Mi viaje por Corea fue una exploración sentida de la cultura y
WU JUN WEI
4 days ago
¡Si tienes curiosidad por el plan de viaje de WU JUN WEI!
Seoul 5-day Trip5 Days
Con «Korean Travel» como tema, este viaje se sintió como un sueño que se desvelaba lentamente. Dejé que mis pies vagaran por las calles, mi corazón se asentara en la historia y mi cámara capturara la versión más genuina de mí mismo. La experiencia más inolvidable fue vestir un hanbok y hacer una sesión de fotos tradicional en Korea—por un momento, realmente se sintió como retroceder en el tiempo.

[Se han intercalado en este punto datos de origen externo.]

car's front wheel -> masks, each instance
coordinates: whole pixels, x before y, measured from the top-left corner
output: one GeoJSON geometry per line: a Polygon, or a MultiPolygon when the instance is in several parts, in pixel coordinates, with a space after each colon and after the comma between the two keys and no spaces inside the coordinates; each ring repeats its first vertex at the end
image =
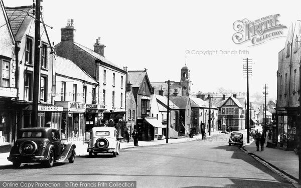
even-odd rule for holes
{"type": "Polygon", "coordinates": [[[13,162],[13,165],[15,168],[19,168],[19,167],[20,167],[21,165],[21,163],[19,161],[13,162]]]}
{"type": "Polygon", "coordinates": [[[54,152],[52,149],[49,153],[49,159],[44,162],[44,165],[47,167],[50,167],[53,166],[54,163],[54,152]]]}
{"type": "Polygon", "coordinates": [[[70,157],[68,159],[69,162],[71,163],[73,163],[74,162],[74,160],[75,159],[75,152],[74,152],[74,149],[72,149],[72,154],[70,156],[70,157]]]}

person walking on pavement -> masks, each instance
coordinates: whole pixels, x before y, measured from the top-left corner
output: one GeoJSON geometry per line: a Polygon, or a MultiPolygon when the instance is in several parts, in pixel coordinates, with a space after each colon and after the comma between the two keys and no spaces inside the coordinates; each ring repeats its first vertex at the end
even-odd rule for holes
{"type": "Polygon", "coordinates": [[[260,147],[261,147],[261,151],[263,150],[264,142],[265,142],[265,138],[264,138],[264,135],[263,134],[260,137],[260,147]]]}
{"type": "Polygon", "coordinates": [[[204,140],[204,139],[205,138],[205,130],[204,130],[203,129],[202,129],[201,133],[202,133],[202,139],[204,140]]]}
{"type": "Polygon", "coordinates": [[[260,134],[258,133],[256,137],[256,151],[259,150],[259,143],[260,143],[260,134]]]}
{"type": "Polygon", "coordinates": [[[128,143],[129,142],[129,135],[130,134],[130,131],[129,131],[129,129],[127,128],[127,134],[126,134],[126,139],[127,139],[127,142],[126,143],[128,143]]]}
{"type": "Polygon", "coordinates": [[[137,132],[137,129],[134,129],[134,132],[132,133],[132,136],[133,139],[134,139],[134,145],[135,146],[138,146],[138,132],[137,132]]]}

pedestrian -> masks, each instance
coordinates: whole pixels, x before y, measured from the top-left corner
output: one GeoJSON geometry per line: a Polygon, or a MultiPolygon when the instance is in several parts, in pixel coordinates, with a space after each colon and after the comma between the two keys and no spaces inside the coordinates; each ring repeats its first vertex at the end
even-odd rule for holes
{"type": "Polygon", "coordinates": [[[256,136],[256,151],[259,150],[259,144],[260,143],[260,134],[258,133],[256,136]]]}
{"type": "Polygon", "coordinates": [[[270,130],[270,131],[268,132],[267,136],[268,136],[268,139],[270,140],[271,137],[272,137],[272,131],[271,130],[270,130]]]}
{"type": "Polygon", "coordinates": [[[202,133],[202,139],[204,140],[205,138],[205,130],[203,129],[202,129],[201,133],[202,133]]]}
{"type": "Polygon", "coordinates": [[[129,129],[128,128],[127,128],[127,133],[126,134],[126,139],[127,140],[127,143],[128,143],[128,142],[129,142],[129,135],[130,134],[130,131],[129,131],[129,129]]]}
{"type": "Polygon", "coordinates": [[[134,129],[134,132],[132,133],[132,136],[133,139],[134,139],[134,145],[135,146],[138,146],[138,132],[137,132],[137,129],[134,129]]]}
{"type": "Polygon", "coordinates": [[[265,142],[265,138],[264,138],[264,135],[262,134],[260,137],[260,147],[261,147],[261,151],[263,150],[264,142],[265,142]]]}

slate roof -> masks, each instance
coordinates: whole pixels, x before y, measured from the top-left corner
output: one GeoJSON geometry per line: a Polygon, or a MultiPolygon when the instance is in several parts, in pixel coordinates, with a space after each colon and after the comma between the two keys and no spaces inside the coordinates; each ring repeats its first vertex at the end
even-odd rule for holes
{"type": "MultiPolygon", "coordinates": [[[[160,95],[156,95],[156,97],[157,99],[157,101],[160,101],[162,103],[165,104],[166,106],[167,107],[167,97],[165,96],[161,96],[160,95]]],[[[161,105],[161,104],[160,104],[161,105]]],[[[159,104],[158,104],[159,106],[159,104]]],[[[179,107],[170,99],[170,108],[174,109],[179,109],[179,107]]],[[[166,110],[166,108],[164,107],[166,110]]]]}
{"type": "Polygon", "coordinates": [[[97,82],[88,73],[72,61],[56,55],[55,59],[56,73],[98,84],[97,82]]]}
{"type": "Polygon", "coordinates": [[[189,97],[183,96],[171,96],[170,100],[173,101],[180,109],[186,109],[187,103],[190,102],[189,97]]]}
{"type": "MultiPolygon", "coordinates": [[[[178,95],[181,96],[182,94],[182,87],[179,82],[175,82],[171,83],[170,87],[170,96],[173,95],[175,92],[175,89],[178,89],[178,95]]],[[[162,90],[163,91],[163,95],[167,95],[167,90],[168,88],[168,83],[166,82],[151,82],[152,87],[155,88],[155,93],[156,95],[159,94],[159,90],[162,90]]]]}
{"type": "Polygon", "coordinates": [[[144,77],[146,75],[144,71],[127,71],[127,82],[129,82],[132,87],[139,87],[144,77]]]}
{"type": "Polygon", "coordinates": [[[74,44],[74,45],[76,45],[76,46],[77,46],[78,47],[79,47],[79,48],[81,48],[81,49],[82,49],[83,50],[86,51],[86,52],[88,53],[91,56],[94,57],[95,58],[98,59],[99,60],[101,61],[102,62],[107,64],[109,65],[115,67],[119,69],[121,69],[121,70],[124,71],[123,68],[121,68],[121,67],[119,67],[119,66],[118,66],[116,64],[114,64],[114,63],[112,63],[110,61],[105,59],[104,58],[104,57],[101,56],[100,54],[99,54],[95,52],[93,50],[92,50],[86,47],[85,46],[84,46],[81,44],[79,44],[75,43],[75,42],[73,42],[73,44],[74,44]]]}
{"type": "MultiPolygon", "coordinates": [[[[209,103],[207,101],[203,100],[199,98],[190,97],[190,103],[192,107],[206,108],[209,108],[209,103]]],[[[211,104],[212,108],[218,108],[211,104]]]]}
{"type": "Polygon", "coordinates": [[[32,6],[5,8],[15,36],[17,35],[26,17],[30,18],[27,15],[27,13],[32,13],[32,12],[31,11],[32,8],[32,6]]]}

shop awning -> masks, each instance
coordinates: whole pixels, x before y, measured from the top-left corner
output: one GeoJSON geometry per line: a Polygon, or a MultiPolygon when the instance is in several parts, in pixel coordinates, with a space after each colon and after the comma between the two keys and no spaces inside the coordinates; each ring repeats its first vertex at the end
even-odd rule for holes
{"type": "Polygon", "coordinates": [[[147,123],[153,125],[154,127],[166,128],[166,125],[162,125],[162,123],[159,121],[157,118],[144,118],[144,120],[147,123]]]}
{"type": "Polygon", "coordinates": [[[252,121],[253,121],[253,122],[254,123],[257,123],[257,121],[256,121],[256,120],[255,120],[255,119],[254,119],[254,118],[251,118],[251,120],[252,121]]]}

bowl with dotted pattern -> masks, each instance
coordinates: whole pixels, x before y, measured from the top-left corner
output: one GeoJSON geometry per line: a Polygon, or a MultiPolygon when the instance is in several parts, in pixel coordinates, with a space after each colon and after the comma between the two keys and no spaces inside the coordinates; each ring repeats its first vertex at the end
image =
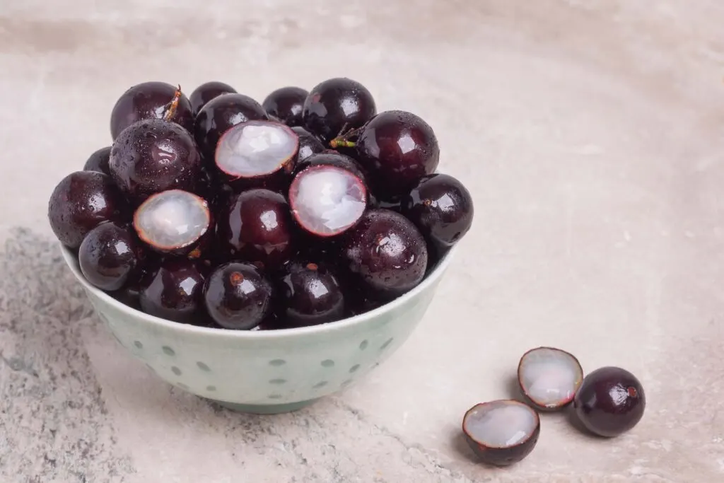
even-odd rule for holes
{"type": "Polygon", "coordinates": [[[159,377],[227,408],[269,414],[345,389],[399,348],[427,310],[455,249],[417,287],[382,307],[329,324],[270,331],[196,327],[144,314],[88,283],[75,255],[62,251],[118,343],[159,377]]]}

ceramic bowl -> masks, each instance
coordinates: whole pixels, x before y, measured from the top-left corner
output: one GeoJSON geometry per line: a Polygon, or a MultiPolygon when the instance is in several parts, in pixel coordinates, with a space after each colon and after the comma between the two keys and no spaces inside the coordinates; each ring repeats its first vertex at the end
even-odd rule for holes
{"type": "Polygon", "coordinates": [[[408,293],[361,315],[298,329],[235,331],[178,324],[129,307],[92,286],[63,258],[118,342],[161,379],[237,411],[294,411],[379,366],[422,319],[455,252],[408,293]]]}

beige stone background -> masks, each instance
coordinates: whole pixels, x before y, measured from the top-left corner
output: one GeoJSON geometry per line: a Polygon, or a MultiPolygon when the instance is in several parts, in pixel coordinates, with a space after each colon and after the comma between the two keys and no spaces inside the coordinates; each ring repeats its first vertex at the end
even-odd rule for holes
{"type": "Polygon", "coordinates": [[[0,0],[0,482],[724,481],[723,22],[717,0],[0,0]],[[62,265],[53,187],[134,83],[342,75],[427,119],[475,198],[424,322],[293,414],[156,380],[62,265]],[[541,345],[637,374],[644,419],[601,440],[546,415],[520,464],[476,463],[464,411],[541,345]]]}

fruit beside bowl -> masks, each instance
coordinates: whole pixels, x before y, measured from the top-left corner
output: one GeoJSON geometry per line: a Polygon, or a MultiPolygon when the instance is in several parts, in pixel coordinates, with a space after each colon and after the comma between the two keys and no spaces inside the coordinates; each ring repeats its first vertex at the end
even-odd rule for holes
{"type": "Polygon", "coordinates": [[[236,408],[293,409],[379,364],[472,224],[432,127],[349,79],[263,105],[145,83],[111,130],[51,196],[64,257],[124,347],[236,408]]]}

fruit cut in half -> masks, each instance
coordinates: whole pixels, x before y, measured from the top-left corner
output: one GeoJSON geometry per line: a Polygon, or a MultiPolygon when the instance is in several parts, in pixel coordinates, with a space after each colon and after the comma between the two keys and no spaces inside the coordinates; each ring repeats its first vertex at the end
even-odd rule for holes
{"type": "Polygon", "coordinates": [[[518,463],[530,454],[540,429],[538,413],[513,400],[476,404],[463,419],[468,444],[483,463],[496,466],[518,463]]]}
{"type": "Polygon", "coordinates": [[[307,232],[331,237],[353,227],[367,206],[367,188],[349,169],[319,164],[302,170],[289,188],[292,214],[307,232]]]}
{"type": "Polygon", "coordinates": [[[273,121],[247,121],[230,127],[219,140],[216,167],[231,180],[264,179],[290,173],[299,149],[299,135],[273,121]]]}
{"type": "Polygon", "coordinates": [[[174,255],[195,248],[211,224],[206,201],[182,190],[152,195],[133,216],[139,238],[156,251],[174,255]]]}
{"type": "Polygon", "coordinates": [[[539,347],[523,355],[518,383],[528,401],[540,411],[557,411],[573,400],[584,380],[578,360],[551,347],[539,347]]]}

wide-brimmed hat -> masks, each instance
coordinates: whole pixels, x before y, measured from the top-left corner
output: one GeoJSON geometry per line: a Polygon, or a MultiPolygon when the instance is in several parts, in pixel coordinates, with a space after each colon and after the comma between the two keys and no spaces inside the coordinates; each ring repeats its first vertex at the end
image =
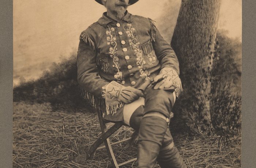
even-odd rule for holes
{"type": "MultiPolygon", "coordinates": [[[[102,0],[95,0],[95,1],[102,5],[103,5],[103,4],[102,4],[102,0]]],[[[139,1],[139,0],[129,0],[129,5],[132,5],[133,4],[136,3],[138,1],[139,1]]]]}

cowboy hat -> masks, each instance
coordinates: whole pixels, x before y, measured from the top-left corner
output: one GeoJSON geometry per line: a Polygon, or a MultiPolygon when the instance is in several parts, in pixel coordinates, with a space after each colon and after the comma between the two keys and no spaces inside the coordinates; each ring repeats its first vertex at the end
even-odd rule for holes
{"type": "MultiPolygon", "coordinates": [[[[95,1],[102,5],[103,5],[102,3],[102,0],[95,0],[95,1]]],[[[138,1],[139,1],[139,0],[129,0],[129,5],[132,5],[136,3],[138,1]]]]}

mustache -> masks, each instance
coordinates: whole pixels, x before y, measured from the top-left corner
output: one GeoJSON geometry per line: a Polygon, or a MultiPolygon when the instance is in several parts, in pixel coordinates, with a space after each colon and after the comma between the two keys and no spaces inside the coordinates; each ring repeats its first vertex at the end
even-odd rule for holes
{"type": "Polygon", "coordinates": [[[119,1],[119,2],[115,3],[115,6],[116,7],[122,6],[126,8],[128,6],[128,5],[123,1],[119,1]]]}

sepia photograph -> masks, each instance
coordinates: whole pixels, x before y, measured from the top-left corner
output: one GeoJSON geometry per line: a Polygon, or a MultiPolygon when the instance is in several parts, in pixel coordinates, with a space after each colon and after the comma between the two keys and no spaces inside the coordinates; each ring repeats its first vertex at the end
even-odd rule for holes
{"type": "Polygon", "coordinates": [[[12,167],[241,167],[242,0],[14,0],[12,167]]]}

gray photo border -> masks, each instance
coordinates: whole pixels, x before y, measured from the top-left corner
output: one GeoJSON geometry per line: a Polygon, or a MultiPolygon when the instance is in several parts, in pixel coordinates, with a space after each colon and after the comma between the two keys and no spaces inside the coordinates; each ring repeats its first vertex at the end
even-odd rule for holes
{"type": "Polygon", "coordinates": [[[12,165],[12,1],[0,5],[0,168],[12,165]]]}
{"type": "MultiPolygon", "coordinates": [[[[0,168],[12,167],[12,1],[0,5],[0,168]]],[[[242,167],[255,167],[256,160],[256,1],[242,0],[242,167]]]]}

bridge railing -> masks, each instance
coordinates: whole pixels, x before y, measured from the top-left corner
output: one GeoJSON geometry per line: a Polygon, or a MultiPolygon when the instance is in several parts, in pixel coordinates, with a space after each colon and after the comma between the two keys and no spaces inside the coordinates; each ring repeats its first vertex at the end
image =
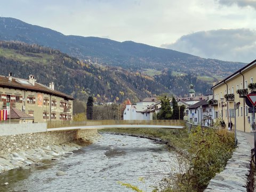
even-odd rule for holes
{"type": "Polygon", "coordinates": [[[54,120],[47,122],[47,128],[117,125],[184,126],[185,122],[183,121],[179,120],[87,120],[80,121],[54,120]]]}

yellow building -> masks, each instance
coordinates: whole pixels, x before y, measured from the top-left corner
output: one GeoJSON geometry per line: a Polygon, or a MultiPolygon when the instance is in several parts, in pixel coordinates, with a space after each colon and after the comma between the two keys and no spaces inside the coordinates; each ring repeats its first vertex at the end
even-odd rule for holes
{"type": "Polygon", "coordinates": [[[47,121],[71,120],[73,100],[71,96],[36,82],[33,75],[28,79],[0,76],[0,108],[11,107],[34,117],[35,122],[47,121]]]}
{"type": "MultiPolygon", "coordinates": [[[[256,82],[256,60],[240,69],[212,87],[214,99],[218,101],[215,106],[216,117],[221,117],[227,125],[230,121],[235,126],[235,103],[240,102],[239,108],[235,110],[236,129],[244,132],[252,131],[252,114],[245,103],[244,95],[237,93],[237,90],[244,92],[250,83],[256,82]]],[[[250,89],[248,90],[250,93],[250,89]]]]}

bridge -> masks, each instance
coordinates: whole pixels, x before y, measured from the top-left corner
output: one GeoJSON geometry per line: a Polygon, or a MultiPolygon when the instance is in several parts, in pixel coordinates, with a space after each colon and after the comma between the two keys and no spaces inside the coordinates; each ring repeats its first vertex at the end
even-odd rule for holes
{"type": "Polygon", "coordinates": [[[47,122],[49,131],[110,128],[183,129],[185,122],[179,120],[87,120],[51,121],[47,122]]]}

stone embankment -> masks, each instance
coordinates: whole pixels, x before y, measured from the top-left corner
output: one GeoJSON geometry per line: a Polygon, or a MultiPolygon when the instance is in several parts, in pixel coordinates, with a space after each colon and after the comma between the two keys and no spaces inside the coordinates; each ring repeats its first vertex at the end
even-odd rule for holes
{"type": "Polygon", "coordinates": [[[251,147],[241,133],[238,132],[237,136],[238,145],[232,158],[224,170],[211,180],[205,192],[252,191],[251,147]]]}
{"type": "Polygon", "coordinates": [[[16,168],[58,160],[97,141],[95,130],[50,131],[0,137],[0,173],[16,168]]]}

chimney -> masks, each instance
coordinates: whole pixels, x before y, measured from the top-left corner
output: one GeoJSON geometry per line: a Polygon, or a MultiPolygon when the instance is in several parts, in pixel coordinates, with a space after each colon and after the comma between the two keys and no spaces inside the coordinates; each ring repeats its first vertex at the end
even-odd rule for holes
{"type": "Polygon", "coordinates": [[[49,83],[49,87],[50,89],[52,89],[53,90],[54,90],[54,82],[51,82],[49,83]]]}
{"type": "Polygon", "coordinates": [[[33,85],[35,85],[35,82],[36,80],[35,80],[35,76],[32,75],[29,75],[29,76],[28,77],[28,81],[29,83],[33,85]]]}
{"type": "Polygon", "coordinates": [[[9,74],[8,75],[8,81],[9,82],[12,82],[12,73],[10,72],[9,74]]]}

Temprano por la mañana, el aire en Seoul estaba fresco y nítido mientras entraba en una tienda de alquiler de hanbok. En el interior, capas de coloridas faldas florecían como flores. El personal me ayudó cuidadosamente a elegir un estilo, explicando pacientemente las telas, las combinaciones de colores y los accesorios para el cabello. A medida que se colocaba cada pieza del hanbok sobre mí, podía sentir el peso de la tela y la suavidad de sus líneas. Cuando me miré al espejo, ya no era solo una viajera, sino alguien que parecía haber salido de una pintura antigua.
Al entrar en el Palacio Gyeongbokgung, los muros rojos y los tejados verdes brillaban suavemente bajo la luz del sol. Vestida con un hanbok, mis pasos se ralentizaron de forma natural. Podía escuchar el viento rozando los árboles y percibir los silenciosos susurros de la historia. El fotógrafo me indicó que me colocara junto a las puertas del palacio y a lo largo de los corredores cubiertos, enseñándome a posar con gracia y una sutil elegancia. Cada clic del obturador conservó un fragmento de este viaje. Los transeúntes sonreían y asentían—extraños, pero cálidos—haciéndome sentir aún más conectada con la ciudad.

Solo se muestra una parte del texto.